Eine aktive Richterin am Landesgericht Feldkirch ist laut einem Bericht des ORF Vorarlberg verdächtig, in die Testamentsfälschungsaffäre am Bezirksgericht Dornbirn involviert zu sein. Sie soll demnach Mitarbeiter beauftragt haben, Testamente auch zu ihren Gunsten zu fälschen. Angehörige der Frau sollen so rund ein Mio. Euro geerbt haben. Die Richterin wies die Vorwürfe aufs Schärfste zurück.

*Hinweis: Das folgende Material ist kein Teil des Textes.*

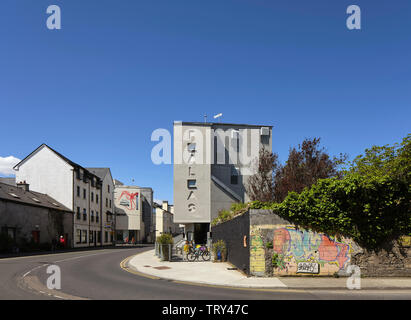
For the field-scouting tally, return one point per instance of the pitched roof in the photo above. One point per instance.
(73, 164)
(11, 181)
(18, 195)
(99, 172)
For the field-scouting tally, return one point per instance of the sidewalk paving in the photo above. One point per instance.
(204, 272)
(218, 274)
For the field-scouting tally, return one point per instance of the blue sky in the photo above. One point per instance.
(117, 70)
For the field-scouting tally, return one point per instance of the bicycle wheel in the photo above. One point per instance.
(206, 256)
(191, 256)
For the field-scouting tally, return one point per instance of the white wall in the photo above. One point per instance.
(48, 173)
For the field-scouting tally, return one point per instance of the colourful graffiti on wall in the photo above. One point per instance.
(306, 246)
(129, 200)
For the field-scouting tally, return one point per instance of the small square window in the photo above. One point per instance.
(192, 184)
(191, 147)
(234, 175)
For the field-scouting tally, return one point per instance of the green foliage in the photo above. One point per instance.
(165, 238)
(394, 161)
(371, 203)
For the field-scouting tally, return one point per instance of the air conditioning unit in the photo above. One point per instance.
(265, 131)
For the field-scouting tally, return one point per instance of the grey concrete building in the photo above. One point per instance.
(8, 180)
(28, 216)
(212, 162)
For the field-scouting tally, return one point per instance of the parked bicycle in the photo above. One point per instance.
(196, 253)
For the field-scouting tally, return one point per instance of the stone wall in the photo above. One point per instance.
(297, 251)
(393, 260)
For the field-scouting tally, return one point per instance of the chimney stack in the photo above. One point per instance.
(23, 185)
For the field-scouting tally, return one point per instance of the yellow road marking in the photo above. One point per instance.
(123, 265)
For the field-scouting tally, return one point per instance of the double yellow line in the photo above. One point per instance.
(124, 266)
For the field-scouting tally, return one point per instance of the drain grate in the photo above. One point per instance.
(162, 268)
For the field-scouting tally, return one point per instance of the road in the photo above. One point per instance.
(96, 274)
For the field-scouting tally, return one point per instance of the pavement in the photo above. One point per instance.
(222, 274)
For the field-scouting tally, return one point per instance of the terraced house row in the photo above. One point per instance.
(89, 194)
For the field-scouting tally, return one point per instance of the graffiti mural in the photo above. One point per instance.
(302, 246)
(129, 200)
(292, 248)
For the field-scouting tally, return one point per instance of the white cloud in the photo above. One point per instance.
(7, 164)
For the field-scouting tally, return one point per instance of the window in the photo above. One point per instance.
(192, 184)
(11, 232)
(84, 236)
(191, 147)
(78, 236)
(234, 175)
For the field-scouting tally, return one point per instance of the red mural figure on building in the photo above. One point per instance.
(130, 197)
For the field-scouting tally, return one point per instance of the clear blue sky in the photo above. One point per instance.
(96, 89)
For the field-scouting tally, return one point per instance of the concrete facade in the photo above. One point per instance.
(164, 217)
(106, 222)
(212, 162)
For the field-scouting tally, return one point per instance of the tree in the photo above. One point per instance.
(260, 186)
(304, 167)
(379, 161)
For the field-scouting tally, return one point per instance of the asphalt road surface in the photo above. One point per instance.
(96, 274)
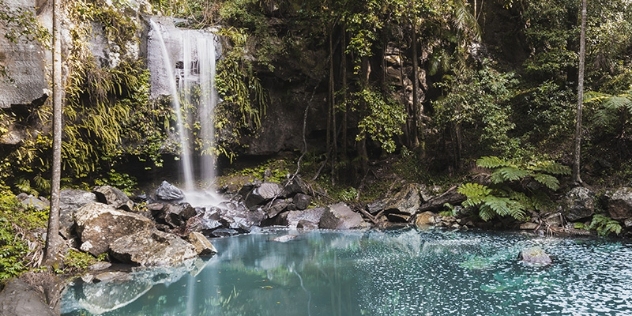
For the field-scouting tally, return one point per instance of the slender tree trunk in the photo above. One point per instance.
(343, 66)
(53, 239)
(415, 121)
(332, 100)
(580, 98)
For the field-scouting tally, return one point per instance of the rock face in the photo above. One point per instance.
(70, 200)
(112, 196)
(168, 192)
(24, 60)
(151, 248)
(425, 219)
(620, 203)
(309, 218)
(98, 225)
(340, 216)
(579, 203)
(407, 201)
(535, 256)
(20, 299)
(202, 245)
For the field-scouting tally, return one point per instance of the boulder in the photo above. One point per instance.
(151, 248)
(535, 256)
(426, 219)
(340, 216)
(204, 222)
(301, 201)
(277, 207)
(619, 204)
(174, 215)
(579, 203)
(70, 200)
(99, 224)
(263, 193)
(294, 186)
(203, 247)
(307, 218)
(112, 196)
(21, 299)
(168, 192)
(407, 200)
(30, 201)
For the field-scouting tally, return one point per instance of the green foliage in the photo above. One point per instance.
(510, 192)
(479, 102)
(384, 120)
(605, 225)
(244, 100)
(14, 238)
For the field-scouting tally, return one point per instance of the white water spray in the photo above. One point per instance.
(198, 71)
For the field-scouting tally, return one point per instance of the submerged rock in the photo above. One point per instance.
(535, 256)
(152, 248)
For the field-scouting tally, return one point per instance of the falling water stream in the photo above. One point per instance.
(193, 95)
(400, 272)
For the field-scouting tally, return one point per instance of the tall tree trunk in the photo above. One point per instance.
(580, 98)
(53, 239)
(416, 116)
(343, 66)
(332, 101)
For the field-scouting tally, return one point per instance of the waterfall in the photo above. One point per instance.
(192, 87)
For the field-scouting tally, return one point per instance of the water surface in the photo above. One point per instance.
(400, 272)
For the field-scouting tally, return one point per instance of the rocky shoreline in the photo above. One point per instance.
(163, 229)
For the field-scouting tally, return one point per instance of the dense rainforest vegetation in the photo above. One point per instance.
(435, 85)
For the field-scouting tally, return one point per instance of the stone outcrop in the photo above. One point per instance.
(340, 216)
(70, 200)
(619, 204)
(151, 248)
(203, 247)
(21, 299)
(578, 203)
(168, 192)
(98, 225)
(112, 196)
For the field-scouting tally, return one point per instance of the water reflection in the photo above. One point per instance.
(404, 272)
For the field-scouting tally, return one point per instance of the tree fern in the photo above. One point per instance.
(501, 198)
(492, 162)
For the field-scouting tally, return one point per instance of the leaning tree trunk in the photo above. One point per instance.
(580, 98)
(53, 239)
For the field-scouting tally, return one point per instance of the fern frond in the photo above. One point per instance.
(492, 162)
(474, 192)
(541, 201)
(549, 181)
(510, 174)
(486, 213)
(551, 167)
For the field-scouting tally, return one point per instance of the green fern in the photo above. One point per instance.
(501, 198)
(492, 162)
(605, 225)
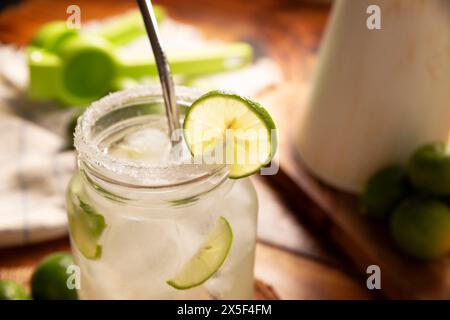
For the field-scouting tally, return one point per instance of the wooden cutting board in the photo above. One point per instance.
(337, 214)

Die Staatsanwaltschaft Feldkirch bestätigte auf APA-Anfrage eine Verwicklung einer aktiven Richterin in den Fall, wollte aber zu den Details der Vorwürfe nicht Stellung nehmen. Für alle Beteiligten gelte die Unschuldsvermutung, so der leitende Staatsanwalt Pflanzner. Der Ermittlungskomplex rund um die Juristin und weitere Beschuldigte werde infolge Befangenheit als gesonderter Akt an die Oberstaatsanwaltschaft Innsbruck abgegeben. Die Ermittlungen zu den übrigen Fällen - derzeit ist von rund 20 die Rede - würden weiter in Feldkirch geführt.
Das Oberlandesgericht Innsbruck, das als Dienstbehörde zuständig ist, teilte am Sonntagabend mit, dass man "erst seit kurzem und derzeit nur bruchstückhaft" über die Verdachtsmomente gegen die Richterin informiert sei. Bisher lägen nur wenige Aktenstücke vor, die eine Beurteilung in dienstrechtlicher Sicht noch nicht erlaubten. Es gelte die Unschuldsvermutung.
Die Richterin dürfte von jenem pensionierten Gerichtsbediensteten belastet worden sein, der am Freitag verhaftet wurde. Sie wies die Vorwürfe am Sonntag entschieden zurück. Sie habe mehrere Fälle von Testamentsfälschungen im November 2009 selbst zur Anzeige gebracht und vermutete eine "Retourkutsche" des Mannes. Mit dem pensionierten Gerichtsbediensteten sind in der Causa bisher vier Verdächtige festgenommen, drei davon sitzen in Untersuchungshaft.